I'm looking for some verification on my work. This is a follow-up to this question where I am looking to solve Laplace's equation in the infinite strip $(x,y)\in(0,2\pi)\times(0,\infty)$ with slightly modified BCs:
$$\Delta u=0,$$ $$u\text{ periodic in $x$ with period }2\pi,$$ $$u(x,0)=f(x).$$
Through separation of variables, we have the solution
$$u=\sum_{k=-\infty}^\infty A_ke^{ikx}e^{-\vert k\vert y},$$ $$A_k=\frac{1}{2\pi}\int_0^{2\pi}e^{-ikx}f(x)\,dx.$$
By exchanging the sum and the integral, one can obtain the integral representation
$$u=\int_0^{2\pi}K_y(x-t)f(t)\,dt,$$ $$K_y(x)=\frac{1}{2\pi}\frac{e^{2y}-1}{1+e^{2y}-2e^y\cos(x)}.$$
Indeed, $\Delta K_y(x)=0$ and $\lim_{y\to0}K_y(x)=\delta(x)$ so it is a valid kernel. However, the desired behavior of the solution is $\lim_{y\to\infty}u=0$, but
$$\lim_{y\to\infty}u=\int_0^{2\pi}\lim_{y\to\infty}K_y(x-t)f(t)\,dt=\frac{1}{2\pi}\int_0^{2\pi}f(t)\,dt=\overline{f}.$$
In general, there is no restriction on the average $\overline{f}$, so the limit is not $0$ as desired. I can rectify the limit by omitting the eigenvalue $k=0$ in the separation-of-variables solution, but then $\lim_{y\to0}K_y(x)\not=\delta(x)$, so $K_y$ is not a valid kernel.
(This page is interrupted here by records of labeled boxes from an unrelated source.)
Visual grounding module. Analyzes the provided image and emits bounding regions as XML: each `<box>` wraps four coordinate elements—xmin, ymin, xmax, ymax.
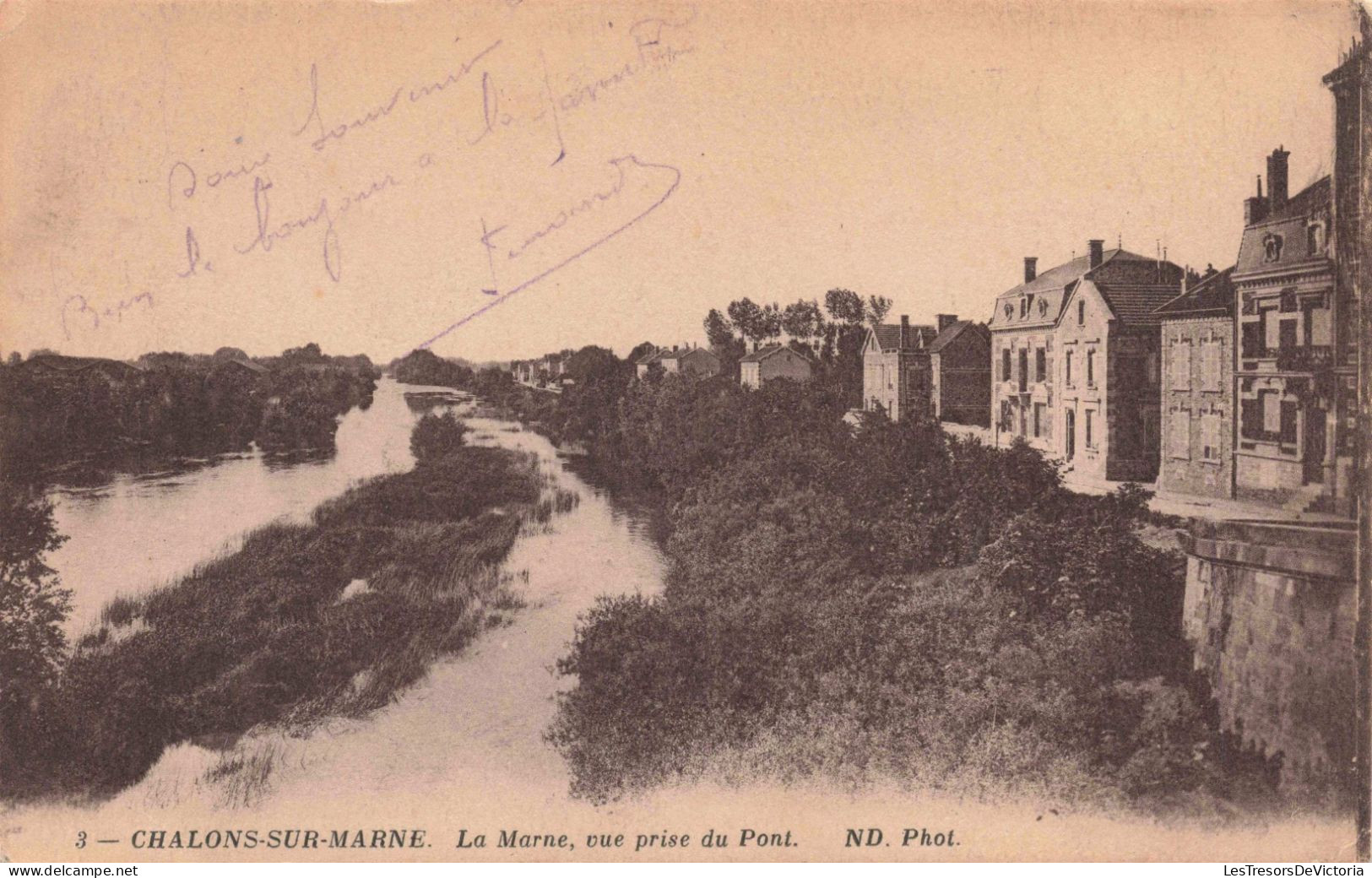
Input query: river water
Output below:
<box><xmin>48</xmin><ymin>379</ymin><xmax>670</xmax><ymax>637</ymax></box>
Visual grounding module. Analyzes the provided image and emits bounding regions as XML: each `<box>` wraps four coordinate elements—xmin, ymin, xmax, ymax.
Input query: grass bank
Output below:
<box><xmin>0</xmin><ymin>419</ymin><xmax>545</xmax><ymax>796</ymax></box>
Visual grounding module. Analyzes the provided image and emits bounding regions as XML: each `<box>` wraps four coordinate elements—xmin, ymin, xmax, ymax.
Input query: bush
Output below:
<box><xmin>410</xmin><ymin>412</ymin><xmax>467</xmax><ymax>467</ymax></box>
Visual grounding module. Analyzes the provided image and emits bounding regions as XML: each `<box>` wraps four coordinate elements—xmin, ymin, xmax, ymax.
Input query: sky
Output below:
<box><xmin>0</xmin><ymin>0</ymin><xmax>1356</xmax><ymax>360</ymax></box>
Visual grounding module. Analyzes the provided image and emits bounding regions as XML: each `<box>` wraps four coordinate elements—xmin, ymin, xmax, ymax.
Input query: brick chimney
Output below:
<box><xmin>1243</xmin><ymin>174</ymin><xmax>1268</xmax><ymax>226</ymax></box>
<box><xmin>1268</xmin><ymin>147</ymin><xmax>1291</xmax><ymax>214</ymax></box>
<box><xmin>1087</xmin><ymin>237</ymin><xmax>1106</xmax><ymax>269</ymax></box>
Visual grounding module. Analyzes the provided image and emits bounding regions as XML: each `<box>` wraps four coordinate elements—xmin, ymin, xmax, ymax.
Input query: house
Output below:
<box><xmin>929</xmin><ymin>314</ymin><xmax>990</xmax><ymax>426</ymax></box>
<box><xmin>990</xmin><ymin>239</ymin><xmax>1183</xmax><ymax>481</ymax></box>
<box><xmin>1157</xmin><ymin>268</ymin><xmax>1235</xmax><ymax>498</ymax></box>
<box><xmin>217</xmin><ymin>357</ymin><xmax>272</xmax><ymax>379</ymax></box>
<box><xmin>18</xmin><ymin>354</ymin><xmax>143</xmax><ymax>382</ymax></box>
<box><xmin>862</xmin><ymin>314</ymin><xmax>938</xmax><ymax>421</ymax></box>
<box><xmin>738</xmin><ymin>344</ymin><xmax>814</xmax><ymax>390</ymax></box>
<box><xmin>634</xmin><ymin>344</ymin><xmax>720</xmax><ymax>379</ymax></box>
<box><xmin>1234</xmin><ymin>149</ymin><xmax>1357</xmax><ymax>503</ymax></box>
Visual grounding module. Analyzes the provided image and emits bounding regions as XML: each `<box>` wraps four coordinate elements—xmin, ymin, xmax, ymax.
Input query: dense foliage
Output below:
<box><xmin>0</xmin><ymin>344</ymin><xmax>376</xmax><ymax>480</ymax></box>
<box><xmin>431</xmin><ymin>336</ymin><xmax>1276</xmax><ymax>815</ymax></box>
<box><xmin>390</xmin><ymin>349</ymin><xmax>474</xmax><ymax>387</ymax></box>
<box><xmin>0</xmin><ymin>425</ymin><xmax>540</xmax><ymax>797</ymax></box>
<box><xmin>0</xmin><ymin>481</ymin><xmax>70</xmax><ymax>779</ymax></box>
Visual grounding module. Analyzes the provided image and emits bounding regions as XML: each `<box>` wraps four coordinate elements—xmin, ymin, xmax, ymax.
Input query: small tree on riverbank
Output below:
<box><xmin>0</xmin><ymin>483</ymin><xmax>72</xmax><ymax>777</ymax></box>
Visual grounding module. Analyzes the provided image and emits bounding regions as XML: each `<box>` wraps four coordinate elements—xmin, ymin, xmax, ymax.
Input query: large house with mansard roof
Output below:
<box><xmin>990</xmin><ymin>240</ymin><xmax>1183</xmax><ymax>481</ymax></box>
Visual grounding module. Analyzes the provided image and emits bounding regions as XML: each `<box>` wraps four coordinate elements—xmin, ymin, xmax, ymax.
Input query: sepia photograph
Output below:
<box><xmin>0</xmin><ymin>0</ymin><xmax>1372</xmax><ymax>875</ymax></box>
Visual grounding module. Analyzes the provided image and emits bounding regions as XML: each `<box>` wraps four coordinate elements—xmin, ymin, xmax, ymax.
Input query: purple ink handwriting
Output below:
<box><xmin>420</xmin><ymin>155</ymin><xmax>682</xmax><ymax>347</ymax></box>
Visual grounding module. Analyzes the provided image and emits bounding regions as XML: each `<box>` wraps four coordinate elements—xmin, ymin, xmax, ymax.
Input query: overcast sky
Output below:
<box><xmin>0</xmin><ymin>0</ymin><xmax>1356</xmax><ymax>360</ymax></box>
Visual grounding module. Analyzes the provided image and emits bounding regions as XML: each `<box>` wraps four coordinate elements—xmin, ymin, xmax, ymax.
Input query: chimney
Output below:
<box><xmin>1087</xmin><ymin>237</ymin><xmax>1106</xmax><ymax>269</ymax></box>
<box><xmin>1268</xmin><ymin>147</ymin><xmax>1291</xmax><ymax>214</ymax></box>
<box><xmin>1243</xmin><ymin>174</ymin><xmax>1268</xmax><ymax>226</ymax></box>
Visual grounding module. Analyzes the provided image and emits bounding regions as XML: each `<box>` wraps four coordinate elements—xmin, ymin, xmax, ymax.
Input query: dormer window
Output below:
<box><xmin>1304</xmin><ymin>222</ymin><xmax>1324</xmax><ymax>257</ymax></box>
<box><xmin>1262</xmin><ymin>232</ymin><xmax>1282</xmax><ymax>262</ymax></box>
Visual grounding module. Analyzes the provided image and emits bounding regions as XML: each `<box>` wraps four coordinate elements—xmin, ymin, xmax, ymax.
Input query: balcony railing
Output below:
<box><xmin>1272</xmin><ymin>344</ymin><xmax>1334</xmax><ymax>371</ymax></box>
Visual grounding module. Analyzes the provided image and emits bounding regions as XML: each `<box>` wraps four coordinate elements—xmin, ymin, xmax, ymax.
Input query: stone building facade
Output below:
<box><xmin>990</xmin><ymin>240</ymin><xmax>1183</xmax><ymax>481</ymax></box>
<box><xmin>1158</xmin><ymin>268</ymin><xmax>1235</xmax><ymax>498</ymax></box>
<box><xmin>929</xmin><ymin>314</ymin><xmax>990</xmax><ymax>426</ymax></box>
<box><xmin>738</xmin><ymin>344</ymin><xmax>814</xmax><ymax>390</ymax></box>
<box><xmin>862</xmin><ymin>314</ymin><xmax>938</xmax><ymax>421</ymax></box>
<box><xmin>1181</xmin><ymin>518</ymin><xmax>1357</xmax><ymax>789</ymax></box>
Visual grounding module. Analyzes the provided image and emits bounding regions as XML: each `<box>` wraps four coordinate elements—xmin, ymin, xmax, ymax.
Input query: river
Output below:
<box><xmin>48</xmin><ymin>379</ymin><xmax>670</xmax><ymax>637</ymax></box>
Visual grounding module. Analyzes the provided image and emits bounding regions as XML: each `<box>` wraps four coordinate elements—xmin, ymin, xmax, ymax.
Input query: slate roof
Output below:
<box><xmin>738</xmin><ymin>344</ymin><xmax>810</xmax><ymax>362</ymax></box>
<box><xmin>871</xmin><ymin>324</ymin><xmax>939</xmax><ymax>351</ymax></box>
<box><xmin>929</xmin><ymin>320</ymin><xmax>979</xmax><ymax>354</ymax></box>
<box><xmin>1235</xmin><ymin>177</ymin><xmax>1334</xmax><ymax>276</ymax></box>
<box><xmin>20</xmin><ymin>354</ymin><xmax>143</xmax><ymax>373</ymax></box>
<box><xmin>990</xmin><ymin>248</ymin><xmax>1181</xmax><ymax>329</ymax></box>
<box><xmin>1158</xmin><ymin>271</ymin><xmax>1234</xmax><ymax>320</ymax></box>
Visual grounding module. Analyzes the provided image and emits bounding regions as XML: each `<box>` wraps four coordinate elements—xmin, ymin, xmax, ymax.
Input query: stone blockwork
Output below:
<box><xmin>1180</xmin><ymin>520</ymin><xmax>1356</xmax><ymax>788</ymax></box>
My thoughts are to generate a second harmonic function satisfying
$$\Delta v=0,$$ $$v\text{ periodic in $x$ with period }2\pi,$$ $$v(x,0)=0,$$ $$\lim_{y\to\infty}v=-\overline{f}.$$
It's clear the solution to this is the kernel itself:
$$v=-2\pi\overline{f}K_y(x).$$
So my desired solution is
$$u+v=\int_0^{2\pi}K_y(x-t)f(t)\,dt-2\pi\overline{f}K_y(x).$$
Is this correct? I suspect the singularities at $(0,0)$ and $(2\pi,0)$ in $v$ might be an issue. I appreciate any feedback!